During my recent run to become mayor of Toronto, one line I heard from a lot of people was that they were considering moving out of town if Olivia Chow won the election. The challenges on our streets have become so dire on a number of fronts—crime, affordability, gridlock—that an exodus from the cities is becoming more likely.
We’ll see how many people make good on their threat following Chow’s victory. These sorts of sentiments have become common, such as how American progressive celebrities pledged to move to Canada if Donald Trump won the presidency.
But this time feels different. There are already people who have left Toronto. Businesses could leave as well. There will also be lost opportunity costs, where investors and individuals who might have come to Toronto will stay away.
Let’s be clear. This isn’t so much about a specific distaste for Chow herself. Rather, it’s the sense that Toronto is in a state of decline and people are at their wits’ end. They want to see Toronto turned around and they believe a left-leaning mayor will only make things worse.

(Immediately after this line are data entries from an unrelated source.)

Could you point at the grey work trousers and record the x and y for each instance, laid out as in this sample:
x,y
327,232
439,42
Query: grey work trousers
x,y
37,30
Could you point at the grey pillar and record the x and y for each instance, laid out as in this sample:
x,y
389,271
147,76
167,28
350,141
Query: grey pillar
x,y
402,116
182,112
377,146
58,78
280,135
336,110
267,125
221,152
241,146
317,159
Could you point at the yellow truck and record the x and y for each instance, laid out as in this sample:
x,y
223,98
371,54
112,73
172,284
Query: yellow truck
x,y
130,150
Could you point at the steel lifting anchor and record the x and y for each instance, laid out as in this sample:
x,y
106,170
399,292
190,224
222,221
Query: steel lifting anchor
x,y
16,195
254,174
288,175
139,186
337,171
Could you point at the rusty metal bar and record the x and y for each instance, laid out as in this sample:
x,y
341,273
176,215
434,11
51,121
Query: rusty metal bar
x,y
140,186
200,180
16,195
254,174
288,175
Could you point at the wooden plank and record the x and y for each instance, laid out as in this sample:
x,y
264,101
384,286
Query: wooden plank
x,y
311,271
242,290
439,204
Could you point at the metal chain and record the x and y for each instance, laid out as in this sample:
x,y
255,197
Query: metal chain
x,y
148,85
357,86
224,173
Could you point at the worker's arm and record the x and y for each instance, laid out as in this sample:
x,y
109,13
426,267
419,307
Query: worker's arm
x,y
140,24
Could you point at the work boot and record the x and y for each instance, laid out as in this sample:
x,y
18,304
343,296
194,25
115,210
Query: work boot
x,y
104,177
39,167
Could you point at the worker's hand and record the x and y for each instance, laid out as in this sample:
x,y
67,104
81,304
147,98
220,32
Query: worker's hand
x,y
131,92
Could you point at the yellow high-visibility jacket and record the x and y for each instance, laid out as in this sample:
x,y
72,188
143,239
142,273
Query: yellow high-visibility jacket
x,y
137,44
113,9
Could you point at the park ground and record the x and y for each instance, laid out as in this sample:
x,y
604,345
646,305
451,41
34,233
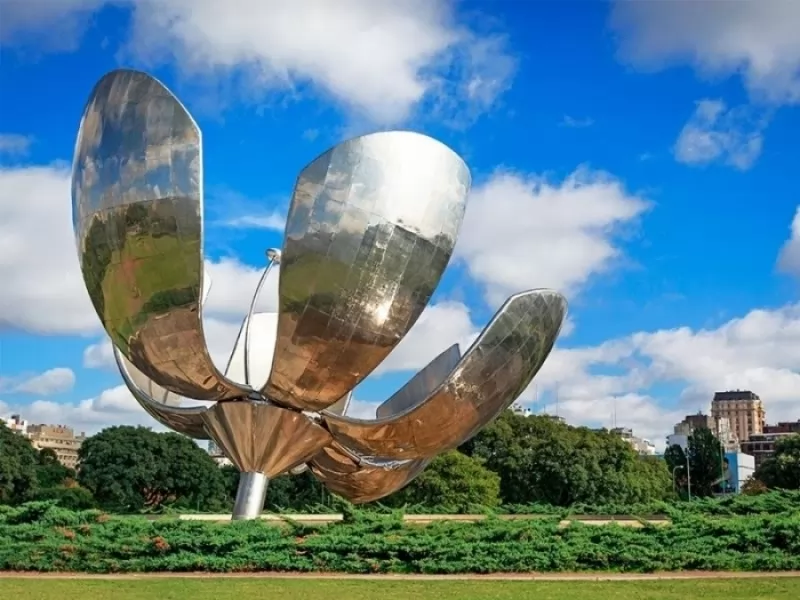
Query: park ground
x,y
144,587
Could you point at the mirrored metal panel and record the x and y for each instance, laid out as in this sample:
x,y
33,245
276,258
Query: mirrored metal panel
x,y
260,437
371,228
491,375
362,481
165,407
137,213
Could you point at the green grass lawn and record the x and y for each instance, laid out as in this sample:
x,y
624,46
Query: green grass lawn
x,y
246,588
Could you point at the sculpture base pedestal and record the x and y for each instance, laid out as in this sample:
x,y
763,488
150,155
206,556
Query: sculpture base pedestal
x,y
250,496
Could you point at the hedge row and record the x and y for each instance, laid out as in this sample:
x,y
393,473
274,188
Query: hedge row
x,y
42,537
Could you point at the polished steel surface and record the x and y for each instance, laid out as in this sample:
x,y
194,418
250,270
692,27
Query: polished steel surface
x,y
263,438
165,407
137,213
252,353
371,227
490,376
250,496
361,481
422,385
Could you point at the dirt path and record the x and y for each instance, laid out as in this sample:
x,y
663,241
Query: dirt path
x,y
495,577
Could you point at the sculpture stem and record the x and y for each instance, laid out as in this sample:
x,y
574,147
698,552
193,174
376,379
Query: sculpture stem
x,y
250,496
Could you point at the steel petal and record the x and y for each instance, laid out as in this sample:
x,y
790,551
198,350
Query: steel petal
x,y
137,212
371,228
491,375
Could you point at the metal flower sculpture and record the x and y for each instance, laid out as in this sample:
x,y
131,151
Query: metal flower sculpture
x,y
371,228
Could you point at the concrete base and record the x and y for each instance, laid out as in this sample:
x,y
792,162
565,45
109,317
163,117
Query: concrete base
x,y
250,496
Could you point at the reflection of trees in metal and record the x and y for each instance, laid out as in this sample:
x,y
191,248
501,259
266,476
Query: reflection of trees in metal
x,y
371,228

There’s now a lack of confidence in the city itself. This is tragic. And it’s not isolated to Toronto. There’s a general sense that our cities are in decline and too many members of the political class are unwilling or unable to acknowledge the situation and then do something about it.

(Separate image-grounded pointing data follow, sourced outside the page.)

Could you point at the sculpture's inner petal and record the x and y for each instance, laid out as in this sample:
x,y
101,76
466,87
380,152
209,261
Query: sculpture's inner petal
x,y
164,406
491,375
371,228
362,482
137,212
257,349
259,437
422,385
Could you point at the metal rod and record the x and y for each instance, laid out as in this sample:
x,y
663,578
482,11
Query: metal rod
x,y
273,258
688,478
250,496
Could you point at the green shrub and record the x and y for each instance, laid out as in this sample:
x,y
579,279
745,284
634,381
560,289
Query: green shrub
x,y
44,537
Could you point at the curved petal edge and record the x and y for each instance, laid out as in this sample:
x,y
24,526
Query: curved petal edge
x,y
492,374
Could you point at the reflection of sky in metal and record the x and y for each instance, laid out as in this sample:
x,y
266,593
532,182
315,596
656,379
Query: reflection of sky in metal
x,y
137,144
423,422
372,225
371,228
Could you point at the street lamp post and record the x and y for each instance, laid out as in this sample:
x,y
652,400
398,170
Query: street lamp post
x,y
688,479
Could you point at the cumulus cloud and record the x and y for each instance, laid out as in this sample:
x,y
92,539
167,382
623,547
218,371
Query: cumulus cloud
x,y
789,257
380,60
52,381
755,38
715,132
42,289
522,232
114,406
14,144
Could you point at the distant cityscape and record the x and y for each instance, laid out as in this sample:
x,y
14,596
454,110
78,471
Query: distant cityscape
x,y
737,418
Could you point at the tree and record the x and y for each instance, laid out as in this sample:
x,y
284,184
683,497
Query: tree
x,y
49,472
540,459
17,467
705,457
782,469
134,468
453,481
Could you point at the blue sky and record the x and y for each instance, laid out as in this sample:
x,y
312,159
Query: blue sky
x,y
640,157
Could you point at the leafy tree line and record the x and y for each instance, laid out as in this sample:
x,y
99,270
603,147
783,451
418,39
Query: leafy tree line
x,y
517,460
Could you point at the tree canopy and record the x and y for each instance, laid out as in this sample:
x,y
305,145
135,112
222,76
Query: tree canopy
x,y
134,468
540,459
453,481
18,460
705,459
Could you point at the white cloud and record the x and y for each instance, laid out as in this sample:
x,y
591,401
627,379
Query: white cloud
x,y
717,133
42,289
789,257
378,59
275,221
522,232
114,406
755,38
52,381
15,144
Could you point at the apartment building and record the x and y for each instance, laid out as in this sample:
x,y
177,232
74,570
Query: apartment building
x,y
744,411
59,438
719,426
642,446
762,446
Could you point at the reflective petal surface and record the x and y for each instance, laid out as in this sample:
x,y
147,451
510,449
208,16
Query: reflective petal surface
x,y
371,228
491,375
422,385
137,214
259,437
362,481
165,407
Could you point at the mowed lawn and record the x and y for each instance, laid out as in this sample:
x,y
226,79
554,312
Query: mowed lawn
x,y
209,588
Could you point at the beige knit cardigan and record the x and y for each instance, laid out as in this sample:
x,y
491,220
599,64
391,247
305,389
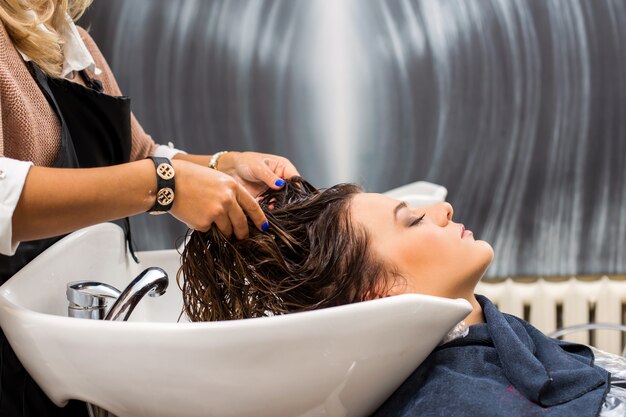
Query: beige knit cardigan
x,y
29,128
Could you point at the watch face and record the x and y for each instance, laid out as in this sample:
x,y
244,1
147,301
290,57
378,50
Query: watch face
x,y
165,196
165,171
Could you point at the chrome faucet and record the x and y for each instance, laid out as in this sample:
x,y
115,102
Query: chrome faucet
x,y
153,281
90,300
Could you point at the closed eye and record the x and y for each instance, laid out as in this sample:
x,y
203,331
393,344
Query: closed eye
x,y
416,221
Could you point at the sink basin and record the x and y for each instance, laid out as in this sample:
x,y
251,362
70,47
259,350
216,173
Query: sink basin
x,y
341,361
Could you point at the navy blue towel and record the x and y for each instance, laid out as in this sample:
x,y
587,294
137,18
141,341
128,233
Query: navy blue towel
x,y
504,367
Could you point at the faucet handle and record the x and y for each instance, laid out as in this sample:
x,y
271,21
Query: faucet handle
x,y
89,297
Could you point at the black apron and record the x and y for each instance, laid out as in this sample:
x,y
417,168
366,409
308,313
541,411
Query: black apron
x,y
95,132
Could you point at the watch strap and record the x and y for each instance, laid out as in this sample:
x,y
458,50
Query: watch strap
x,y
165,185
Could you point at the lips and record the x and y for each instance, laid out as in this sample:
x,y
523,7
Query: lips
x,y
465,233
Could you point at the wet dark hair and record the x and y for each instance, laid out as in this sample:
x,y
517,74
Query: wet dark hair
x,y
313,256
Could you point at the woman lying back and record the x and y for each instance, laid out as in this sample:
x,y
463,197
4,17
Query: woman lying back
x,y
340,246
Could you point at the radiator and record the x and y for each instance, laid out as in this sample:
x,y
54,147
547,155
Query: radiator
x,y
553,303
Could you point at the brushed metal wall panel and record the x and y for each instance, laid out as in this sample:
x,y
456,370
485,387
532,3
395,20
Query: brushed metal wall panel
x,y
517,107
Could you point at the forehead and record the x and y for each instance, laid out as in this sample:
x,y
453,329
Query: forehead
x,y
367,207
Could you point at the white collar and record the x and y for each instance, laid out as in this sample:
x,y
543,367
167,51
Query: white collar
x,y
76,55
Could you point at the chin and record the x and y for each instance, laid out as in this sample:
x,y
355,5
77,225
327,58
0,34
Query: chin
x,y
483,258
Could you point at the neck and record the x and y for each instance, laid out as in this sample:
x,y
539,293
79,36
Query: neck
x,y
476,316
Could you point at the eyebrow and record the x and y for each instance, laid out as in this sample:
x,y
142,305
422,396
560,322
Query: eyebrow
x,y
397,209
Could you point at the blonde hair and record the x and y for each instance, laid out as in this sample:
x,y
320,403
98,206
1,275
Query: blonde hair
x,y
42,47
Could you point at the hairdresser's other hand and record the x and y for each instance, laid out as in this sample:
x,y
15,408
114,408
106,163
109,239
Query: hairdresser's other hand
x,y
205,196
257,171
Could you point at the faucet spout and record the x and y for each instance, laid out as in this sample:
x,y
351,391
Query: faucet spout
x,y
152,281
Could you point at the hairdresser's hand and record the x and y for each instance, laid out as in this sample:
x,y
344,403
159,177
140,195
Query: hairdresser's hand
x,y
205,196
257,171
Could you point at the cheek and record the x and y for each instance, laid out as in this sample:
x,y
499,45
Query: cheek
x,y
420,250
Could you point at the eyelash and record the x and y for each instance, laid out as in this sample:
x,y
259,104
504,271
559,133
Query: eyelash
x,y
417,221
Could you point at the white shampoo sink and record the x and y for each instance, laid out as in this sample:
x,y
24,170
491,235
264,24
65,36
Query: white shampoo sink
x,y
341,361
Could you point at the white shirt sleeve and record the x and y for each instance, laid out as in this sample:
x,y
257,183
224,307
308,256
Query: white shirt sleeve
x,y
12,178
167,151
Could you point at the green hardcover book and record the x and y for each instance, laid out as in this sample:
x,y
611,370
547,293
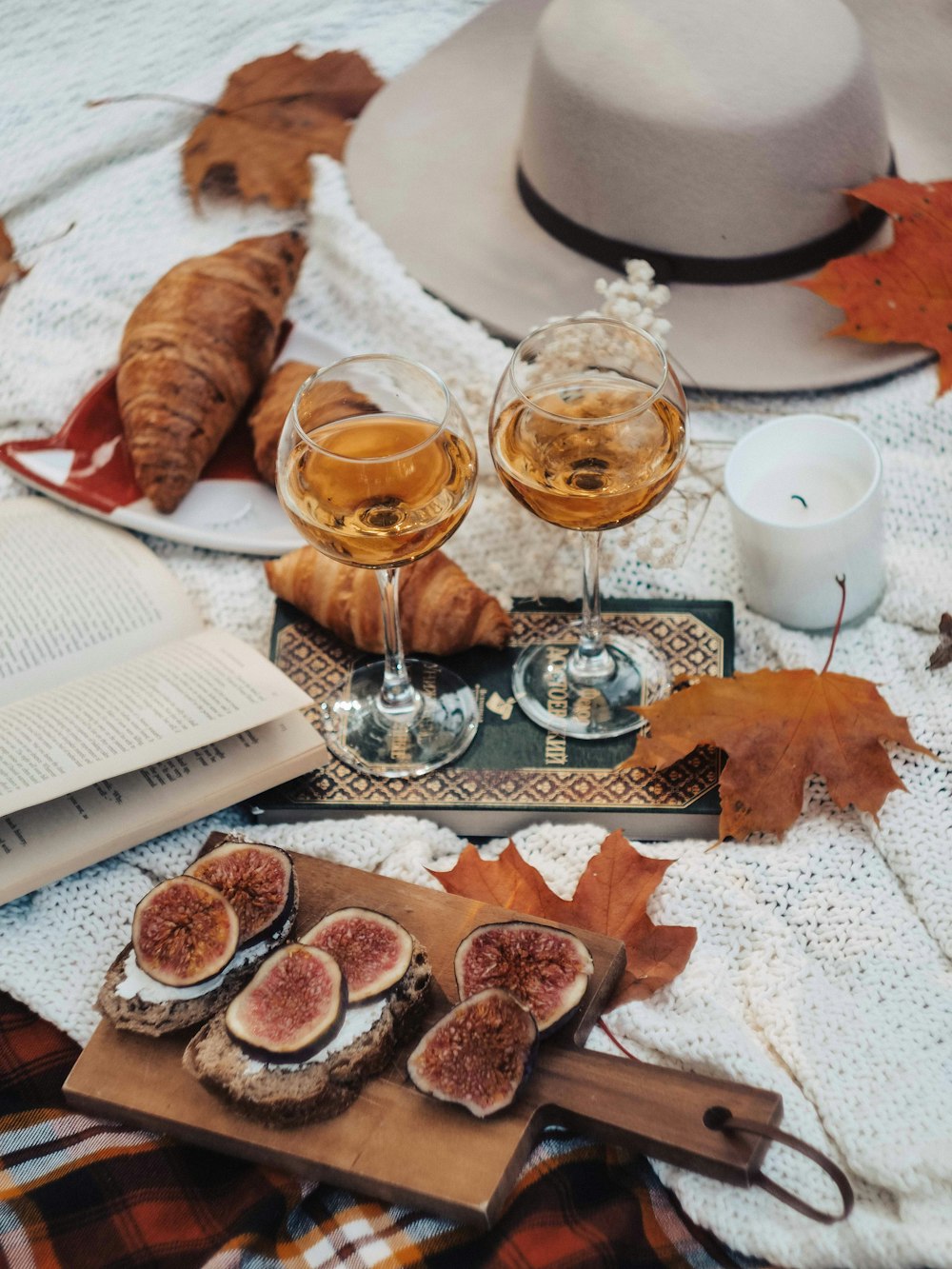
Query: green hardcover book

Last week’s shooting death of an innocent bystander in the usually pleasant Leslieville neighbourhood in Toronto’s East End was for many a turning point in the city’s ongoing descent.
Karolina Huebner-Makurat was a middle-class mother of two young girls who was out walking on the sidewalk to get food when she was killed by a stray bullet. It’s the sort of heartbreaking tragedy that should never happen.

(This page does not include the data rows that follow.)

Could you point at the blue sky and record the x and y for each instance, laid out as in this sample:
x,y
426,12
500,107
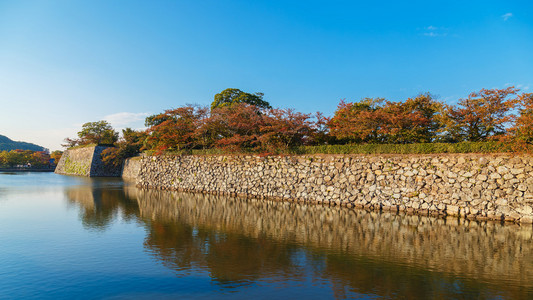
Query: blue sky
x,y
64,63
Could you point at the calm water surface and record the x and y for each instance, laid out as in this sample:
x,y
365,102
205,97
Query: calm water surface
x,y
70,237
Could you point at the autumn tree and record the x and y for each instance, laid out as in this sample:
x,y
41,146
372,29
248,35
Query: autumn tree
x,y
56,156
357,122
235,127
129,145
522,131
100,132
411,121
176,129
230,96
482,115
285,128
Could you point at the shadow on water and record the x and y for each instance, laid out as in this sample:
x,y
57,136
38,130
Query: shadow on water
x,y
241,242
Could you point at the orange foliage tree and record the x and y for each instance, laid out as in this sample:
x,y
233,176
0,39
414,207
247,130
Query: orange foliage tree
x,y
177,129
380,121
522,131
482,115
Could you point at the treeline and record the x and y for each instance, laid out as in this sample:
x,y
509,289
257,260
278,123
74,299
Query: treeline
x,y
240,121
28,159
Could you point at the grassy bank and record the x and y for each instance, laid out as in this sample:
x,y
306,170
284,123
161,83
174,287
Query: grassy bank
x,y
422,148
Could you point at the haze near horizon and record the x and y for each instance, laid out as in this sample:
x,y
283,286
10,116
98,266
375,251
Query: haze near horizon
x,y
65,63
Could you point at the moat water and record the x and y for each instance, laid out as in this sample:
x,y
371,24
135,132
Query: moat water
x,y
67,237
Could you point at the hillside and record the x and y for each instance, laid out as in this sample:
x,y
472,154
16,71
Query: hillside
x,y
6,144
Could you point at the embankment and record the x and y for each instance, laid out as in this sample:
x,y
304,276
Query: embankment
x,y
474,186
85,161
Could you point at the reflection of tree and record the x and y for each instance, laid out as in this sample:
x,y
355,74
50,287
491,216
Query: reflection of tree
x,y
230,258
242,241
99,205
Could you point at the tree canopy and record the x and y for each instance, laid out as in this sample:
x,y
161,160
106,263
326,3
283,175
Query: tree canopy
x,y
230,96
100,132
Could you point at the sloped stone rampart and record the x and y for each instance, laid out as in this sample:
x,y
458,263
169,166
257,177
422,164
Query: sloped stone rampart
x,y
498,187
85,161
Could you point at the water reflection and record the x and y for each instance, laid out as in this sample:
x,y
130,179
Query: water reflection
x,y
245,241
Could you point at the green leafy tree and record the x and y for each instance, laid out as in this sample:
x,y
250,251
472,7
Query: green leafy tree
x,y
229,97
100,132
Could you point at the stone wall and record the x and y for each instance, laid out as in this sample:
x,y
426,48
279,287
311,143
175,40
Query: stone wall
x,y
85,161
131,168
498,187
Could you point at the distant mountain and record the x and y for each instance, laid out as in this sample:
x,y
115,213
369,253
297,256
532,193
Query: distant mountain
x,y
6,144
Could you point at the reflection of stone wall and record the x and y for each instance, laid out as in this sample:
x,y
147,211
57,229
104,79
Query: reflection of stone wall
x,y
480,250
472,186
85,161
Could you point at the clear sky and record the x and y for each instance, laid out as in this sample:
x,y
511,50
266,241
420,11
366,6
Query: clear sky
x,y
64,63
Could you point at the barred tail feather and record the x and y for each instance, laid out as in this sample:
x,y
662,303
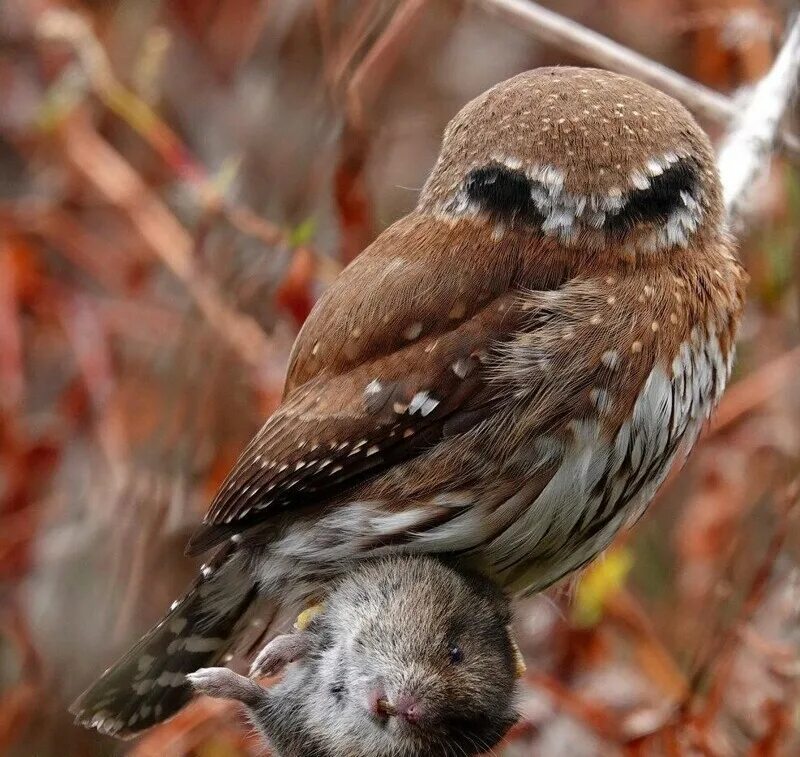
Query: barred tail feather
x,y
148,685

Leslieville has transformed in the past 20 years into one of the city’s trendier areas, with new cafes, microbreweries, and the rising property values that come with such gentrification. It’s the last place you’d expect a shooting.
Except for the fact that there is a drug-injection site in the area that’s been fuelling chaos. For years, it’s been plain obvious that drug sites create localized disorder among the people who use drugs—they act irrational and violent on the streets. But what also happens is that drug dealers flock to where their customers are, and the scum who were exchanging gunfire were part of that system.
No one was surprised to learn that one of the suspects arrested in the shooting has a long criminal record. It’s now been well over a year that the public and law enforcement have been demanding the federal government do something about the lax bail conditions that send criminals back onto the streets to inevitably re-offend. Yet so far we have seen no meaningful action.
The first press conference I gave as a mayoral candidate was to announce that I would phase out drug-injection sites and replace them with treatment centres. The more of these sites that are built in Canada—and there are more on the way—the more overdose deaths, public disorder, and crime we get as a result.
The Toronto Police Association made a social media post right after the shooting death that got directly to the point: “Where is the outrage from the public/local politicians over an innocent bystander being murdered in broad daylight on our city streets?”
We can’t become desensitized to these events. We can’t normalize them. The response should be anger. And any politician who claims the solution to these problems is more social programs or social workers needs to be publicly ridiculed for such an enabling response.
The truth is that Toronto, and other cities, are now suffering from many of the same “broken windows” problems that plagued the urban landscape back in the 1980s. A general sense of lawlessness is once again spreading throughout North America.
We are at risk of a downward spiral, where an inability or a reluctance to tackle these issues head-on only worsens the problem.
If people lose confidence in the safety of their city, businesses will no longer invest, there will be fewer jobs and opportunities, and the tax base will erode. We’ll have fewer funds for law enforcement and basic social services.
This happened to American cities in past generations and it’s happening again now. While Canadian cities aren’t yet as bad, we are trending in that direction. We must act now to stop a further decline.